How your brain subconsciously recognizes everyday patterns: Insights into automatic thought processes
The human mind easily recognizes patterns in everyday experiences. A recent study reveals how the brain subconsciously processes information to predict future events.

How your brain subconsciously recognizes everyday patterns: Insights into automatic thought processes
The human brain constantly recognizes patterns in everyday experiences, and it can do this without conscious thinking, like a study 1 shows. This research analyzed the neural activity of people who had electrodes implanted in their brains for medical reasons.
The study shows that neurons in key brain regions combine information about what is happening and when it is happening. This allows the brain to recognize the patterns of events over time. This helps the brain predict upcoming events, the authors say. The results were published today in the journalNaturepublished.
“The brain does a lot of things that we are not aware of,” explains Edvard Moser, a neuroscientist at the Norwegian University of Science and Technology in Trondheim. “This is no exception.”
An excess of data
To understand the world around us, the brain must process a flood of information: what is happening, where it is happening, and when it is happening. The study authors wanted to examine how the brain organizes this information over time - a crucial step in Learning and memory.
The research team studied 17 People with epilepsy who were preparing for surgical treatment. These electrodes allowed the authors to directly record the activity of individual neurons in multiple brain regions.
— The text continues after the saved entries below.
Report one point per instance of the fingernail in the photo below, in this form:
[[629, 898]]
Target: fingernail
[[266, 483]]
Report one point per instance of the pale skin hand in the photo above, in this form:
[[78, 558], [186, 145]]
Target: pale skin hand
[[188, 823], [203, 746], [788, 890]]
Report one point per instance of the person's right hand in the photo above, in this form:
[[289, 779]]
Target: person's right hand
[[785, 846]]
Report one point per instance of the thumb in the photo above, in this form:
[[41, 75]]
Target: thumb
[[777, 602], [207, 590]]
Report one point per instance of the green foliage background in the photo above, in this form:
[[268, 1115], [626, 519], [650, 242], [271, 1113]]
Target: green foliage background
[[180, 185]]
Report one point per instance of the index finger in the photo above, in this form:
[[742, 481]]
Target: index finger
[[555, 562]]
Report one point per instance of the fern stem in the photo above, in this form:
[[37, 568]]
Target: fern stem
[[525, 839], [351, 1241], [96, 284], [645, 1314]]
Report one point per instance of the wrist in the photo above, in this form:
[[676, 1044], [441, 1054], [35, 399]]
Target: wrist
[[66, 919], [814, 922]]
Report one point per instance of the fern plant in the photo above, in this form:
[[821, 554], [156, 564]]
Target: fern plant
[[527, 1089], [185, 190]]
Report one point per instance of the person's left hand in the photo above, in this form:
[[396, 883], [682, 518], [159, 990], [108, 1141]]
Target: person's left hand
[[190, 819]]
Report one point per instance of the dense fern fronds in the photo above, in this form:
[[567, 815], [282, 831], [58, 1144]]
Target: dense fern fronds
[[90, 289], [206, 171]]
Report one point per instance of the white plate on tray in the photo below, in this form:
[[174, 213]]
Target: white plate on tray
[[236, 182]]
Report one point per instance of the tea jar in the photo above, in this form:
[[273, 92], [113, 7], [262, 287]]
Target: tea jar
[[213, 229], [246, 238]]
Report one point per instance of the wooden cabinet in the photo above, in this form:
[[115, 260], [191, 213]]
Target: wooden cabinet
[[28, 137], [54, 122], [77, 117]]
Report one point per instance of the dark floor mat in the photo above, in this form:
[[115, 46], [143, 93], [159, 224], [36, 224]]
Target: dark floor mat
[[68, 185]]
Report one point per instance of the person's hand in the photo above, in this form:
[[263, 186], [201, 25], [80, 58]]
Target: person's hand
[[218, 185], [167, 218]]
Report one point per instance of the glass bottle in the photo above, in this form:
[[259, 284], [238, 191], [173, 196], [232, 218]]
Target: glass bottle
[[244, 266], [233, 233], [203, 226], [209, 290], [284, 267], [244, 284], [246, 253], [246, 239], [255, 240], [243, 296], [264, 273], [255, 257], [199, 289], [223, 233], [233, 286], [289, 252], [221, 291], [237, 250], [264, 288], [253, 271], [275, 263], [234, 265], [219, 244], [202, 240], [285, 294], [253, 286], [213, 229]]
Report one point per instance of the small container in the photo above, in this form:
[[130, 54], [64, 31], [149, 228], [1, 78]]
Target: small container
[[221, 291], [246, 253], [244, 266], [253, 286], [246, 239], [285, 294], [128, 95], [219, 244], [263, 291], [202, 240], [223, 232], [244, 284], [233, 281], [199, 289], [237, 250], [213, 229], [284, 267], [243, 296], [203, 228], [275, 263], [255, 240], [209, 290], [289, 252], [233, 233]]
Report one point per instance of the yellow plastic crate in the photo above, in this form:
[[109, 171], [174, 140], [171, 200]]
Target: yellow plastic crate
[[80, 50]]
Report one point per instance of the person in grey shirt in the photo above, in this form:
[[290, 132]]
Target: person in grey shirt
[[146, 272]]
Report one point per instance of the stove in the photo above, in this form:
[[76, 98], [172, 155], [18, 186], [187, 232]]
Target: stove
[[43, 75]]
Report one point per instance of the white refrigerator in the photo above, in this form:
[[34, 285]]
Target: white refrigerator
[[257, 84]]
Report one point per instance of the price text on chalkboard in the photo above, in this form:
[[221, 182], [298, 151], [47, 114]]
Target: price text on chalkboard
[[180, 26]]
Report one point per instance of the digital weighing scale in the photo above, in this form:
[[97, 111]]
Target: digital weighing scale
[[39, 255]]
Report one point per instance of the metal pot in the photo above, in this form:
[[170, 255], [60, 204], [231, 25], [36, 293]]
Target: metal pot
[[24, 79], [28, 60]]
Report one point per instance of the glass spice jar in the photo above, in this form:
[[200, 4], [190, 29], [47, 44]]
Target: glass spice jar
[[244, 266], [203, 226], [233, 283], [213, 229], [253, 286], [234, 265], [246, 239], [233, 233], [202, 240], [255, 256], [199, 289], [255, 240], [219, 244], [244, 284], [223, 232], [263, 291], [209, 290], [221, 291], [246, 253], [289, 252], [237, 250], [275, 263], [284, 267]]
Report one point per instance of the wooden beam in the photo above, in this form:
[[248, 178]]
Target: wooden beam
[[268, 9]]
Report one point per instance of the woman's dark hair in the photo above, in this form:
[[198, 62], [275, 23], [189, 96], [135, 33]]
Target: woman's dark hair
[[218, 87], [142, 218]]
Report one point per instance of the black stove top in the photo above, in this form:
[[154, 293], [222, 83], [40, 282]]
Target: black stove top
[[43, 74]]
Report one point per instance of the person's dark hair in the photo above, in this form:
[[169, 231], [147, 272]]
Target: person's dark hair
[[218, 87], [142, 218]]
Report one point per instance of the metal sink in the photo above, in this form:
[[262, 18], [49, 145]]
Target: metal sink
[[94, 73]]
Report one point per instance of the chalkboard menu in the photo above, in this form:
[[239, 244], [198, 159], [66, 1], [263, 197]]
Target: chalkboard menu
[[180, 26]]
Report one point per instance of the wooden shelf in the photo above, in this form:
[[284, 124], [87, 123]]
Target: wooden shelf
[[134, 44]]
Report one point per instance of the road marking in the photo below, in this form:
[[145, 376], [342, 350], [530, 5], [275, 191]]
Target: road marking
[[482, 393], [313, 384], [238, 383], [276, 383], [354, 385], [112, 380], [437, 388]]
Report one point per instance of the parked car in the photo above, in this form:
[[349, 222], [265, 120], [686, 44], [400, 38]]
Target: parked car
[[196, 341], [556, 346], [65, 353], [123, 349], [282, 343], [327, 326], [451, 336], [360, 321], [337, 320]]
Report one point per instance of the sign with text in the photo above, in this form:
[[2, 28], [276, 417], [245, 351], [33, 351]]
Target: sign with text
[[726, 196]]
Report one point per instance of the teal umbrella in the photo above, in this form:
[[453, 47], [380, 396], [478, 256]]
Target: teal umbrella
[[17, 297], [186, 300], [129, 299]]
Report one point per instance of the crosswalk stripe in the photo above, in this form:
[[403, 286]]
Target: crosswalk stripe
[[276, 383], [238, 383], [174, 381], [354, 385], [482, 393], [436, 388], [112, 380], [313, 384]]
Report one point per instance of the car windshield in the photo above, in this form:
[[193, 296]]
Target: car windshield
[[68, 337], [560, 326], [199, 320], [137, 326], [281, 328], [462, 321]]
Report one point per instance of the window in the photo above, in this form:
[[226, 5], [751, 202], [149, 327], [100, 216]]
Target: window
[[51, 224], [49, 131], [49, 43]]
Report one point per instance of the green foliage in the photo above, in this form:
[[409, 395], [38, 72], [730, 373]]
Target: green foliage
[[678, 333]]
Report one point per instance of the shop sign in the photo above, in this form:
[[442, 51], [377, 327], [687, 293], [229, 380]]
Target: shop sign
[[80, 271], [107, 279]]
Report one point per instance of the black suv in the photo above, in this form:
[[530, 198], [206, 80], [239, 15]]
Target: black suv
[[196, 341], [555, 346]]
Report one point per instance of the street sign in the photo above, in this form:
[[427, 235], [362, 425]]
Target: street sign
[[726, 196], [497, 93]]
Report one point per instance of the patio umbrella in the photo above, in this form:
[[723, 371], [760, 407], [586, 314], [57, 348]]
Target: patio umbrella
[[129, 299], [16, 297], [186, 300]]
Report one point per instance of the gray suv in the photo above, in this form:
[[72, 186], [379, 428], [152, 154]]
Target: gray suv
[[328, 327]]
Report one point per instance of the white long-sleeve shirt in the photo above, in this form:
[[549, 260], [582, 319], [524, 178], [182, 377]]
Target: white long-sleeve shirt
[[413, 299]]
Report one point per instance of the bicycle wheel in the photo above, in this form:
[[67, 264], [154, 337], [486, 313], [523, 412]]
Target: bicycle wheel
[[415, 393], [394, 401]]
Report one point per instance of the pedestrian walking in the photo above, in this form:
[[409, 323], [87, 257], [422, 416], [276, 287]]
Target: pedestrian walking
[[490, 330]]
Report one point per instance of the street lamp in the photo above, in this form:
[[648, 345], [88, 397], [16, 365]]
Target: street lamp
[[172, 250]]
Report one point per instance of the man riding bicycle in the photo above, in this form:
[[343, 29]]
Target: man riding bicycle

These regions included the Hippocampus and the entorhinal cortex, those on memory and the navigation are involved. These areas contain time and place cells, which act as the body's internal clock and GPS system by encoding time and locations. “All external information that enters our brain must be filtered through this system,” says Itzhak Fried, study co-author and neurologist at the University of California, Los Angeles.
Parade of faces
To prepare for the main experiment, the researchers showed each participant a variety of images of faces. For each participant, the scientists identified six Faces that strongly activated a single neuron in the participant's brain. For example, a participant might have a 'man in sunglasses' neuron as well as a 'woman in hat' neuron and four others, each preferring a particular face.
The team arranged each participant's six pictures in a triangle, with one picture on each corner and another picture on each side. Each image was connected by lines that crossed the sides of the triangle and its interior.
In an experimental trial, participants viewed a series of facial images. A simple rule dictated the order of the images: each face was followed by another face connected to it in a triangle (see 'Pattern Recognition'). For example, if the first face was the one at the bottom left corner of the triangle, the second face would be one of its two immediate neighbors: the face at the center of the base of the triangle or the face at the center of the left side of the triangle. The experimenters did not disclose this rule to the participants. In addition, participants were distracted by being asked questions about the content of the images during each trial.
During the experiment, neurons in each participant's hippocampus and entorhinal cortex gradually began to respond not only to the presented face, but also to faces directly connected to it in the triangle. When participants were asked if they had noticed a pattern in the order of the images, they said they had not. Nevertheless, their brain cells learned the pattern, showing that the brain can recognize patterns without conscious awareness. In the breaks between trials, the participants' 'face' neurons played back what they had learned and went through the patterns independently without being stimulated.
"This is something that is not explicit, but implicit. And the brain essentially detects it very quickly, and we can observe these changes in individual cells," says Fried.
Future-oriented neurons
The authors found that the neurons could also anticipate which images would appear next. This suggests that the brain learns to predict future events based on learned patterns.
“The fact that this happens without external incentives is really interesting,” says Matt Jones, a neuroscientist at the University of Bristol, UK. “Many of the results are remarkably consistent with predictions from rodent research and highlight how hippocampal circuits have evolved to structure our cognitive maps,” he adds.
Understanding how the brain organizes information about sequences of events could have important clinical applications. For example, you could Memory Enhancement Therapies aim to promote specific neural patterns that represent important memories, explains Fried. "It's ultimately about connecting things together in time. That's really the essence of memory."